With the implementation of a new English program throughout the country, Public Education Secretary Aurelio Nuño estimates that Mexico will achieve the first generation of bilingual students in 10 or 20 years. This is supported by civil society organizations specializing in education issues and affirms the need to continue with the objectives of the National English Program in education, which sets the bases for change.
Luis Mauricio Torres Alcocer, a researcher for the Mexican Institute for Competitiveness (IMCO), said, “It’s a great initiative. The National English Program that is being proposed is not new, we’ve already had a pilot program since 2009, and we implement it at the state level in some places.”
He did not reveal the results of the pilot program, but said it had a favorable design for the coordination of kindergarten through ninth grade.
“The objectives were very well communicated about what level of English should be achieved each year, and we think that it should resume,” he said.

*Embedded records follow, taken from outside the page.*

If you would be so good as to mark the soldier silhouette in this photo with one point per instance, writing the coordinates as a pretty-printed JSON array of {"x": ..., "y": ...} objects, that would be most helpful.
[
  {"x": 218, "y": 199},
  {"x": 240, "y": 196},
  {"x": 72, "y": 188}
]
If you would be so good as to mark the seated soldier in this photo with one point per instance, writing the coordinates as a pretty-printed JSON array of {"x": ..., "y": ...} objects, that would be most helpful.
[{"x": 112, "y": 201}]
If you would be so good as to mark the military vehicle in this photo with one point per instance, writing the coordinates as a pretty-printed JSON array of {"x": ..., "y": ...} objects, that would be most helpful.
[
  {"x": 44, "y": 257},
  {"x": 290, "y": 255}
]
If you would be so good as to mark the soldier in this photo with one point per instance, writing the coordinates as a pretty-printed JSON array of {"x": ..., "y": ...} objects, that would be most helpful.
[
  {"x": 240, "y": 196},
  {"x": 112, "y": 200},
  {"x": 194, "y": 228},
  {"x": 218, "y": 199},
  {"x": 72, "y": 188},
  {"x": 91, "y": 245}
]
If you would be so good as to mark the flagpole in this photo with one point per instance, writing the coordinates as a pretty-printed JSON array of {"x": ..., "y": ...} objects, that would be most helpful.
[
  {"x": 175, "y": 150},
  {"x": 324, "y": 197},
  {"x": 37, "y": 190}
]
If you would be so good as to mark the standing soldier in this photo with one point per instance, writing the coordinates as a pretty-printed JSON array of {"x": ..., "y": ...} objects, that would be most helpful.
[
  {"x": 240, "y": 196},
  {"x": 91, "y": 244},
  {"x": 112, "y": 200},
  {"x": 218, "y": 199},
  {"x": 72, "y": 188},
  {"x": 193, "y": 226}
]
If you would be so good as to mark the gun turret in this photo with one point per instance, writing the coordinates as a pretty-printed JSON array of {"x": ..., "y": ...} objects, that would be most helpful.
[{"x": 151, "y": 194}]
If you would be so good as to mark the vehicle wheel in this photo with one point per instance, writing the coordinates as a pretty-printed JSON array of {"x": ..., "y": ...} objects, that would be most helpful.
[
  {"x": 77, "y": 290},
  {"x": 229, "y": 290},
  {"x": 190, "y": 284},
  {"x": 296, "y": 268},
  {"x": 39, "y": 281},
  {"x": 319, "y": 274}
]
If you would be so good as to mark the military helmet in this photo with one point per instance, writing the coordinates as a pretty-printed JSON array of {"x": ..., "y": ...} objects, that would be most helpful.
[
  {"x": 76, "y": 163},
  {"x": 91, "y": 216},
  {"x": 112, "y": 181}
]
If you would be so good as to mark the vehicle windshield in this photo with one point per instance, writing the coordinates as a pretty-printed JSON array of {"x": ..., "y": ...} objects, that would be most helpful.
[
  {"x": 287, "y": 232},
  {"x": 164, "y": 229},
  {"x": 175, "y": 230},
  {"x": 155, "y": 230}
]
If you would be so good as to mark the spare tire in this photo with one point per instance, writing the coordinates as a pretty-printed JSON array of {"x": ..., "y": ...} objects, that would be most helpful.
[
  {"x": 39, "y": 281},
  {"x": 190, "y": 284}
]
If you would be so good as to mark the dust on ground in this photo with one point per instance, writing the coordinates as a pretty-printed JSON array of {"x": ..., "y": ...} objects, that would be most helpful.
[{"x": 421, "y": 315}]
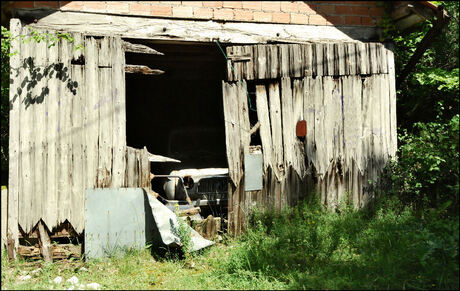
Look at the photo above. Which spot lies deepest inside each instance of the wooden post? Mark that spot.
(13, 172)
(4, 216)
(45, 242)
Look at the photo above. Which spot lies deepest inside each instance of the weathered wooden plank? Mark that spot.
(342, 59)
(373, 60)
(91, 118)
(119, 112)
(232, 131)
(277, 133)
(265, 131)
(328, 59)
(14, 158)
(260, 68)
(295, 61)
(139, 48)
(319, 163)
(26, 133)
(230, 74)
(243, 116)
(77, 201)
(284, 60)
(362, 59)
(288, 127)
(44, 242)
(65, 133)
(141, 69)
(309, 114)
(330, 118)
(298, 114)
(190, 30)
(105, 107)
(52, 110)
(39, 197)
(307, 59)
(273, 62)
(318, 60)
(4, 206)
(351, 59)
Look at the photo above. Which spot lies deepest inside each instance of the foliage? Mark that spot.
(6, 53)
(387, 247)
(427, 173)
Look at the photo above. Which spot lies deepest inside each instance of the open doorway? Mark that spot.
(178, 114)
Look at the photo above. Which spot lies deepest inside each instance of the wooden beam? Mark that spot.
(141, 69)
(140, 49)
(193, 30)
(254, 128)
(45, 242)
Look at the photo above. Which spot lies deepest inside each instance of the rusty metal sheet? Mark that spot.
(114, 221)
(253, 171)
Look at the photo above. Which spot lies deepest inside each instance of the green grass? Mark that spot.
(388, 247)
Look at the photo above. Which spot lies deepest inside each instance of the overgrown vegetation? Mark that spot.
(408, 240)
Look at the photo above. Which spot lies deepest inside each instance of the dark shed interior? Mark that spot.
(178, 114)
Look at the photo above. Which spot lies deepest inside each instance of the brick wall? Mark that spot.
(355, 13)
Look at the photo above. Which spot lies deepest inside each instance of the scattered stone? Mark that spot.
(36, 271)
(93, 286)
(73, 280)
(57, 280)
(24, 278)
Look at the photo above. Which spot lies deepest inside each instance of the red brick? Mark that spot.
(244, 15)
(270, 6)
(358, 10)
(139, 8)
(223, 14)
(343, 10)
(353, 20)
(47, 4)
(369, 21)
(280, 17)
(158, 10)
(94, 5)
(289, 6)
(192, 3)
(262, 16)
(255, 5)
(306, 8)
(182, 11)
(117, 7)
(297, 18)
(216, 4)
(232, 4)
(317, 20)
(203, 12)
(376, 11)
(326, 9)
(335, 20)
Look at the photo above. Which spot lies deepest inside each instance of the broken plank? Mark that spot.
(141, 69)
(140, 49)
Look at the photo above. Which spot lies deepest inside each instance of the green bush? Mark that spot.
(427, 172)
(386, 247)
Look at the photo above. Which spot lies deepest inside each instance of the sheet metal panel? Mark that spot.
(114, 221)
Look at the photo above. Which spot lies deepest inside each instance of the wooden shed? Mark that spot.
(77, 116)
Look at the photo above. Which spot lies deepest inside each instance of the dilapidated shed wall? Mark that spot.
(67, 129)
(344, 91)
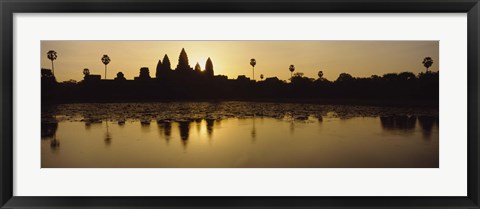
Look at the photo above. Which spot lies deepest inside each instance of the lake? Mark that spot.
(238, 135)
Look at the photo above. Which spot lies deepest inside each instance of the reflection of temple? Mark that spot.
(398, 122)
(49, 132)
(408, 123)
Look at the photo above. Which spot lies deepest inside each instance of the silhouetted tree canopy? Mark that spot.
(427, 62)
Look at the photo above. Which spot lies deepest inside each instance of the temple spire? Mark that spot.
(209, 68)
(198, 69)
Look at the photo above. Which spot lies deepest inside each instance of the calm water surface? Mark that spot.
(237, 135)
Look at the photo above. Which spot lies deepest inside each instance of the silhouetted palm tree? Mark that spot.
(52, 55)
(427, 62)
(253, 62)
(105, 60)
(291, 68)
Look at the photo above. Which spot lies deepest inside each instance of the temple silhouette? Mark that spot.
(192, 83)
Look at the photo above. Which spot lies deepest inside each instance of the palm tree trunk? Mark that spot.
(53, 70)
(253, 73)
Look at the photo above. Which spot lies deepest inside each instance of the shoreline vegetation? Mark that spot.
(185, 83)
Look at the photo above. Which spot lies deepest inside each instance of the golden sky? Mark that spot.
(232, 58)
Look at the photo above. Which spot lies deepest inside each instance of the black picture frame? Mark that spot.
(10, 7)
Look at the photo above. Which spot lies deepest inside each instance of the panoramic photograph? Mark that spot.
(239, 104)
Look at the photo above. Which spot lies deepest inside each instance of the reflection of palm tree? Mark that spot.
(320, 75)
(108, 138)
(209, 126)
(254, 130)
(54, 144)
(253, 62)
(105, 61)
(52, 55)
(427, 62)
(291, 68)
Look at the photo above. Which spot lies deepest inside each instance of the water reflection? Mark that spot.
(184, 127)
(108, 137)
(137, 142)
(427, 123)
(407, 124)
(210, 123)
(403, 123)
(49, 132)
(165, 128)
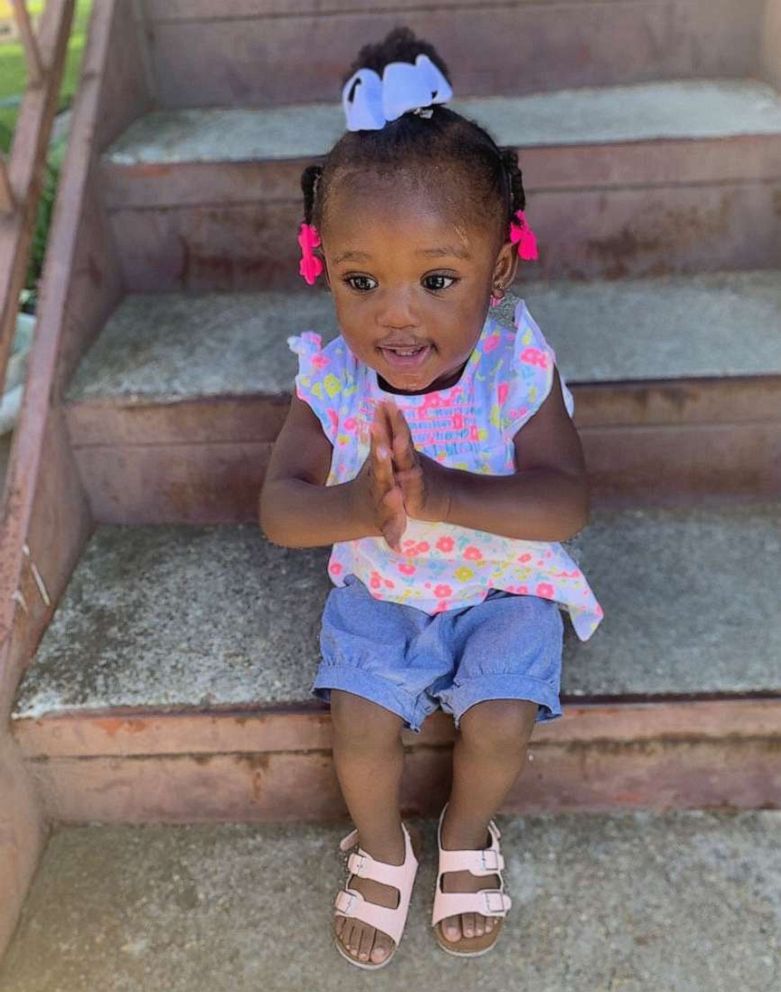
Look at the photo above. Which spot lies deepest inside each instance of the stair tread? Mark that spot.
(111, 906)
(167, 347)
(209, 617)
(688, 109)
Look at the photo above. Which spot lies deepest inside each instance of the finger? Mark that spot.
(396, 521)
(381, 425)
(403, 446)
(382, 464)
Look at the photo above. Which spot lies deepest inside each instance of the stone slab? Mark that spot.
(686, 109)
(205, 617)
(628, 903)
(168, 347)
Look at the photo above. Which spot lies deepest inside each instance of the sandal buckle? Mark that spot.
(345, 902)
(496, 903)
(491, 859)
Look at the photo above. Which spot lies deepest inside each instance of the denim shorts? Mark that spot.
(409, 662)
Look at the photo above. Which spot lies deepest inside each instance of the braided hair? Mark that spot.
(489, 177)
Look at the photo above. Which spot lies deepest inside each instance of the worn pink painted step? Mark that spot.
(242, 53)
(622, 181)
(173, 681)
(173, 412)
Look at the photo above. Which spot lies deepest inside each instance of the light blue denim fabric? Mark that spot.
(409, 662)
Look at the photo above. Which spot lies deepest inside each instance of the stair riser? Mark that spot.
(283, 787)
(644, 444)
(299, 52)
(125, 732)
(583, 234)
(220, 483)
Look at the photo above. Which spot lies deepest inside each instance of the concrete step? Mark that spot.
(173, 681)
(632, 902)
(242, 52)
(653, 178)
(677, 381)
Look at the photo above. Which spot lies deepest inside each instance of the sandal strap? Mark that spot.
(352, 904)
(487, 902)
(486, 862)
(401, 877)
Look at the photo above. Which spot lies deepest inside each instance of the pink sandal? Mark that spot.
(486, 902)
(351, 904)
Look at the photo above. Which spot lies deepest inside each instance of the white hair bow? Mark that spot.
(370, 102)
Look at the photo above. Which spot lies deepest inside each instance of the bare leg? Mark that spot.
(488, 756)
(369, 760)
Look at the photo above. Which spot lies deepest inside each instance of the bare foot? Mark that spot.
(359, 940)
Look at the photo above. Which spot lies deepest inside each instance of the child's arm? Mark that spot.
(545, 500)
(298, 510)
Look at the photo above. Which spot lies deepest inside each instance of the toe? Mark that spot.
(451, 928)
(352, 939)
(383, 945)
(365, 943)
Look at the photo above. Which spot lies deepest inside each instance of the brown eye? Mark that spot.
(362, 284)
(437, 282)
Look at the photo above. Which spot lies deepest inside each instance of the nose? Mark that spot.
(396, 310)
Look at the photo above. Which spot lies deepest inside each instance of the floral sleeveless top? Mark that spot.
(469, 426)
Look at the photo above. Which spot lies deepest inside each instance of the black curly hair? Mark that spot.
(488, 178)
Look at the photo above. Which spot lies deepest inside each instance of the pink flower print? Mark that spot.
(533, 356)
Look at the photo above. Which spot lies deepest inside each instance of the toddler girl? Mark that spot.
(434, 449)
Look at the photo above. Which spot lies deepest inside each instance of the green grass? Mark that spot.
(13, 70)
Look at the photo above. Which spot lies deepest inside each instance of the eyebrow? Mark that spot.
(352, 256)
(445, 251)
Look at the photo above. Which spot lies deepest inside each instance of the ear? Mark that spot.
(326, 274)
(506, 265)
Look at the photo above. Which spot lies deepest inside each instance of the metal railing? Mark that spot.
(21, 172)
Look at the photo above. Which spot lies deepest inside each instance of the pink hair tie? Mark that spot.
(310, 266)
(522, 235)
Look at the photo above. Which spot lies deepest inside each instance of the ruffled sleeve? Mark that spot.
(324, 376)
(530, 377)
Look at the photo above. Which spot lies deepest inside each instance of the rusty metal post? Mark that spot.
(7, 201)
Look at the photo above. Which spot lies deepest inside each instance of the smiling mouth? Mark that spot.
(400, 357)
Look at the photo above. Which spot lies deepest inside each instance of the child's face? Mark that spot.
(411, 279)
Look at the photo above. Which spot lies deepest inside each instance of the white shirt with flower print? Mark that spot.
(469, 426)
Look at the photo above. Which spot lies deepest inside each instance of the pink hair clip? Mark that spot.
(522, 235)
(310, 266)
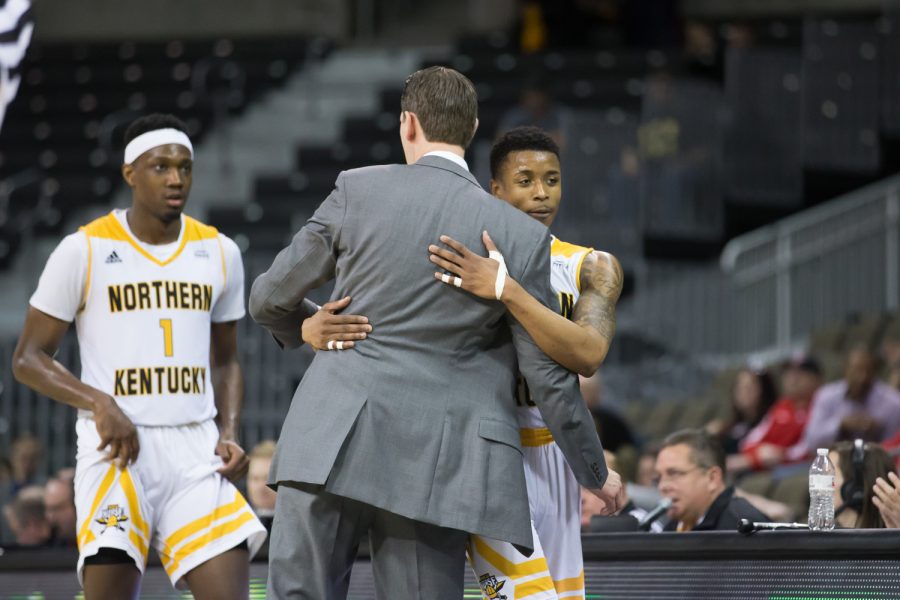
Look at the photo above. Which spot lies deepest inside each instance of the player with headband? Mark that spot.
(525, 172)
(156, 297)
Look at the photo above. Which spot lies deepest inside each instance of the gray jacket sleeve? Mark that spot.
(554, 389)
(277, 298)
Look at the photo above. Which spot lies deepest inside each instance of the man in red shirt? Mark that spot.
(782, 427)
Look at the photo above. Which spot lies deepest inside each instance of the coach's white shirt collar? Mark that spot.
(449, 156)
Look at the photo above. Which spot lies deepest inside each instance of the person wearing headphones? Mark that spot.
(858, 466)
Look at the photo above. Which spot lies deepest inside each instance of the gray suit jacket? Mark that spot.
(419, 419)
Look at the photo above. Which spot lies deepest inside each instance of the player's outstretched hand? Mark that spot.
(887, 499)
(612, 494)
(473, 273)
(326, 328)
(117, 432)
(236, 460)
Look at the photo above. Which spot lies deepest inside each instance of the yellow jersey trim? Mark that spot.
(561, 248)
(578, 269)
(108, 227)
(87, 279)
(535, 437)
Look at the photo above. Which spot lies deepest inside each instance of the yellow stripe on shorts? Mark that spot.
(571, 584)
(203, 522)
(85, 535)
(506, 566)
(137, 519)
(212, 535)
(535, 437)
(535, 586)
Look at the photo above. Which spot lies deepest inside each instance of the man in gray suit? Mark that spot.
(412, 436)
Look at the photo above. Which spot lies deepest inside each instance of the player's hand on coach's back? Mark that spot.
(612, 493)
(237, 463)
(327, 326)
(116, 431)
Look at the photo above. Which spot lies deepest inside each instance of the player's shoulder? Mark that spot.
(369, 172)
(74, 242)
(106, 226)
(195, 230)
(559, 247)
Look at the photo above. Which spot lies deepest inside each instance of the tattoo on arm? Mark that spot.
(603, 277)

The IMCO said that in order for the Nuño program to have the expected results, “the most important thing is to know how much will be allocated to them, what teaching needs strengthening, that English is truly compulsory and that there are evaluation mechanisms for the teachers.”
They should focus on having the ability to properly train potential English teachers in the nation’s teachers colleges, the institute said.
Torres Alcocer said that there must also be a track given to, “Children who leave elementary school and enter middle school so that they don’t return to a previous level. That would be disastrous, to miss a year in the school life of the child.”
The approach to actions implemented at the local level through a federal strategy “is probably very difficult but the state coordinators in local governments are clear about what is needed,” he said.
According to Torres Alcocer, the English coordination office began operations in 2009 as the pilot program “evolved, and began to grow until 2014 when it merged with two other programs to create a larger program, which we believe surely weakened the program institutionally.”
“It’s still difficult to know the details of (Nuño’s) program. We suppose that it’s going to be similar and if not, we should know why, what changed, how it’s going to change and know how to evaluate this new program,” he said.